Do you want reliability, comfort, a car that’s covered by warranty, and that new car smell? You can finance your new ride. You’ll pay the cash price of the vehicle plus an interest rate (that you can negotiate, if you have good credit) over a set term, monthly or bi-weekly. This also means that major repairs in the first 100,000 kilometres or so are often covered by the manufacturer, your new or gently used vehicle is less likely to have major issues, and you get to drive a pretty sweet ride for an affordable monthly rate.
Generally, a good rule of thumb to follow is: if you can’t afford it over five years, you can’t afford it. Some dealerships will offer attractive monthly rates over seven or eight years, but signing up for a commitment that long on a depreciating asset (something that loses value over time) can get messy. You can end up in a “negative equity” situation, which means you owe more on the car than what it’s worth on the market.On top of that, a vehicle that you finance over a longer period of time is likely out of warranty towards the end of your financing agreement, and issues can begin to crop up that you have to pay out of pocket for, but you still don’t own the vehicle outright! Often, to get out of that situation, you have to carry over that negative equity into another vehicle. For example, if you still owe $10,000 on your current car and your new car is $30,000, you’re actually going to finance $40,000 plus interest. Yikes!
If a negative equity situation doesn’t sound too appealing, you may want to consider leasing. In this case, you “rent” the vehicle from the dealer for a set amount of time, at a set rate. At the end of the term, as long as you’ve adhered to the conditions (regular maintenance, kilometre limits, etc.) you can hand the vehicle back, no questions asked. You also have the option to buy out and finance the remainder of the cost of the vehicle, which will usually put you in a positive equity situation if the vehicle has been well maintained. Sounds like a win-win!
Some people are opposed to leasing because they like the feeling of “ownership”, but it’s not always wise to own something that will depreciate as fast or faster than you make payments on it. By the end of your financing term, you’ll have paid tens of thousands of dollars for a vehicle but may not have much in the way of asset value. Don’t be afraid to lease!
Leasing does have its drawbacks, like anything. One issue is the kilometre limit – most dealerships will make you commit to a yearly kilometre allowance (15,000, 20,000, etc.). Not everyone knows how many kilometres they will drive in a year, and things like job location changes, moves, or lengthy road trips can be costly down the road. If you have exceeded the kilometre limit during your lease, you usually have to pay a rate per excess kilometre when you return the vehicle.

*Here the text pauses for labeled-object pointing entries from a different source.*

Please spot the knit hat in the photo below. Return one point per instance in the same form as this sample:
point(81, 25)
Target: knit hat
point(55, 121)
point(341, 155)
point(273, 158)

There are different options for getting behind the wheel of a new ride, whether it's a cash transaction that gets a “new to you” vehicle, financing to get a brand new car, or leasing so you can give it back when you’re finished! The most important part of making a decision for purchasing a car is doing your research and knowing which option is best for you. We hope this helps you make a decision – buying a car is an exciting time!